OPEC+ production deficit remains in market focus

OPEC+ has produced less oil than its agreed output targets, drawing scrutiny from the US and other major consumers which want more crude from the group, Report informs referring to Reuters.

The International Energy Agency (IEA) said OPEC+ production was below its target in both September and October by more than 700,000 barrels per day (bpd) and analysts expect this to continue as the group's targets rise going forward.

OPEC and the IEA have been predicting an oil surplus in the first quarter of 2022. But the production shortfall by OPEC+, which groups the Organization of the Petroleum Exporting Countries and it allies, means tighter conditions may persist longer and crude prices could rise further.

OPEC members Nigeria and Angola are the main under-performers, as their oil industries grapple with an exodus of oil majors, years of underinvestment, maintenance issues and unplanned outages. The two countries accounted for almost 90% of the 730,000 bpd of the OPEC+ production shortfall in October, the IEA says.

The IEA said this month it expected global demand in the first quarter of 2022 to average 98.5 million bpd, lagging supply by about 1.1 million bpd.

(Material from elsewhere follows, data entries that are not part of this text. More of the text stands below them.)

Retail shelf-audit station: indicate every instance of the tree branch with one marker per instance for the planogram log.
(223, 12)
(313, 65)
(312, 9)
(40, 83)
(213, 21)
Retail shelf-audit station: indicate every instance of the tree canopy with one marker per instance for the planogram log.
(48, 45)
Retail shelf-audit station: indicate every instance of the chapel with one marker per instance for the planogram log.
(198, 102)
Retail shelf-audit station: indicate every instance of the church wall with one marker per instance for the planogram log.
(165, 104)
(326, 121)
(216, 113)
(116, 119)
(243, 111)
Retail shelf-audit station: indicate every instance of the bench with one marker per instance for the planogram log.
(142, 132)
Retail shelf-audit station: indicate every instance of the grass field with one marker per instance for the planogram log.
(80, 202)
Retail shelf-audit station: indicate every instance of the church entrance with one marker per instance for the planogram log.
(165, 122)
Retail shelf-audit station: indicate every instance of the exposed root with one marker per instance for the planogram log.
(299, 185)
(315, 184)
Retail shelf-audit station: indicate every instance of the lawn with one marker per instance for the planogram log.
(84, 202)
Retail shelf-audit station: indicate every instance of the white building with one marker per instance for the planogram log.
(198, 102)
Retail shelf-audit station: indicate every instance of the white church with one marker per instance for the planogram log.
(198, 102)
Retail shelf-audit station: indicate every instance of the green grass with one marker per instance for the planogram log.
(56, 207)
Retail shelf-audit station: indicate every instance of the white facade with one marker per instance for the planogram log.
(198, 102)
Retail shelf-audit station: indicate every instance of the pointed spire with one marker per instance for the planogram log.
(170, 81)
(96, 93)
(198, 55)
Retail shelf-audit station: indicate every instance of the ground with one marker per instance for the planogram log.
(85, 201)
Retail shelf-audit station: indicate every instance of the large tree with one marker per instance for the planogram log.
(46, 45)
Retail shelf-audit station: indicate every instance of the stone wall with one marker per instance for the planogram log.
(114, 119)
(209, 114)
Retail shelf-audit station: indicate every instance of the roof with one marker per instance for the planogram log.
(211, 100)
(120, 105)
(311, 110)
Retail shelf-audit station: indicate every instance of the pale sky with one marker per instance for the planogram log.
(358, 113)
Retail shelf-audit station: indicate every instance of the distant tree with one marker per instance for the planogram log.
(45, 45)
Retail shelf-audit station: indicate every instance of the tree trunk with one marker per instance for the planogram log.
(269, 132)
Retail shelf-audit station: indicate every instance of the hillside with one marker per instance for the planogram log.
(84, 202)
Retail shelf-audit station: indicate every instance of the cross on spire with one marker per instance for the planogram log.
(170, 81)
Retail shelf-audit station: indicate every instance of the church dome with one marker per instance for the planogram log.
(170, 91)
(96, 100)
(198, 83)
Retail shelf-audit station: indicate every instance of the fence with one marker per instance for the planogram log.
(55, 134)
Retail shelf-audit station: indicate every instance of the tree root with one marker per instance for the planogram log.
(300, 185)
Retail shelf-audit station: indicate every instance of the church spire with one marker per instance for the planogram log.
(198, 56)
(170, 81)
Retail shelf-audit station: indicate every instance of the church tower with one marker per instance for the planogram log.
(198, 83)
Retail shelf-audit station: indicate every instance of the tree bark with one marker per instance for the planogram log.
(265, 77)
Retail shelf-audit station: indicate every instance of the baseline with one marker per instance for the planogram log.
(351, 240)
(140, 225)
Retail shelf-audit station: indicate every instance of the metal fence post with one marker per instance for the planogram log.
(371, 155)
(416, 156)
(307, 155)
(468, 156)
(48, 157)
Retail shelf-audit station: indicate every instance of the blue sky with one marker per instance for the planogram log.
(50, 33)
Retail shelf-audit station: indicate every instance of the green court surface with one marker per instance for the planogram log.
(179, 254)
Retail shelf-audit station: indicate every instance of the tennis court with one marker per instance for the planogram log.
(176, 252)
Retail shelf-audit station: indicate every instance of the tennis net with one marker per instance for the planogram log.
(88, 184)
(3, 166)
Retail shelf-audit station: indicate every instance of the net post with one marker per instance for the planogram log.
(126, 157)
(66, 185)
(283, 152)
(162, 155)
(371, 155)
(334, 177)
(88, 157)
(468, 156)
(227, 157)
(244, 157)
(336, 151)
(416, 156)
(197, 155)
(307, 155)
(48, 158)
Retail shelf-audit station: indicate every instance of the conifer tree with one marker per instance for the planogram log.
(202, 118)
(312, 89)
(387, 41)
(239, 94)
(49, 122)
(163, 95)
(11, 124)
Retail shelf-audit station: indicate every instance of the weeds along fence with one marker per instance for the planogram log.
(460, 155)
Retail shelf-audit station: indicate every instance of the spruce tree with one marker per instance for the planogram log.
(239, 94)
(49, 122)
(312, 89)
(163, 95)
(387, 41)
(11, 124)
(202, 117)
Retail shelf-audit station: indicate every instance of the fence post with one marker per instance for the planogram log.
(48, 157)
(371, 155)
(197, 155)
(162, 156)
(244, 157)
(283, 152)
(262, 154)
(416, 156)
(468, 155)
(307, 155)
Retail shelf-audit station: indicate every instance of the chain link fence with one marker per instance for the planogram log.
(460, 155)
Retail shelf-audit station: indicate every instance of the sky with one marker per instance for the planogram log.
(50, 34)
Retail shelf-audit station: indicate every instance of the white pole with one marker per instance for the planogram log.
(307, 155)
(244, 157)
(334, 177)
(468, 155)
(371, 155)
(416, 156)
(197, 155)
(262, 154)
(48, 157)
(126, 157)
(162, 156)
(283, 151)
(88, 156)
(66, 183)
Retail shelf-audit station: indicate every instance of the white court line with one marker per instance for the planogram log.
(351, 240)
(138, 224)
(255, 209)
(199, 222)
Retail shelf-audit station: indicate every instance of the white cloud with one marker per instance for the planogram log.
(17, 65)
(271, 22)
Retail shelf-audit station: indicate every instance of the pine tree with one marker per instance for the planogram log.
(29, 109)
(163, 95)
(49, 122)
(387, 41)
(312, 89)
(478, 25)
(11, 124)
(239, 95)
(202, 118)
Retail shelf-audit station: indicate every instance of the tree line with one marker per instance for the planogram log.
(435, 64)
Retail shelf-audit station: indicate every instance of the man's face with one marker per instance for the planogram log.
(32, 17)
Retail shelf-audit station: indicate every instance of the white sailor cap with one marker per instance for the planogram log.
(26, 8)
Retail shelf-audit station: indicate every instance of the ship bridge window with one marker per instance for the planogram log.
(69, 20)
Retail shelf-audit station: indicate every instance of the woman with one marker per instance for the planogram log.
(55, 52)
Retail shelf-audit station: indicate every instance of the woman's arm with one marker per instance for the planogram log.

OPEC sees global demand at 98.02 million bpd in the first quarter. It does not publish a forecast for future production, but internal data in October showed the group expected a surplus of about 2.5 million bpd in the first three months of 2022.

The US Energy Information Agency (IEA) forecasts first quarter demand at about 99.83 million bpd, slightly below its forecast for supply of 99.9 million bpd.

The IEA expects Nigerian output to reach 1.46 million bpd in the first quarter, up 110,000 bpd on the previous quarter, and sees Angola's output rising by 30,000 bpd to 1.17 million bpd.

OPEC and the EIA do not provide forecasts by country.

Assuming OPEC+ sticks to its plan to raise output by 400,000 bpd each month, the IEA is expecting Nigeria and Angola to continue miss targets by more than 400,000 bpd, based on Reuters calculations, a slight improvement on the October shortfall.

But if production from the two countries faces any disruption, the market could look tighter in the first quarter.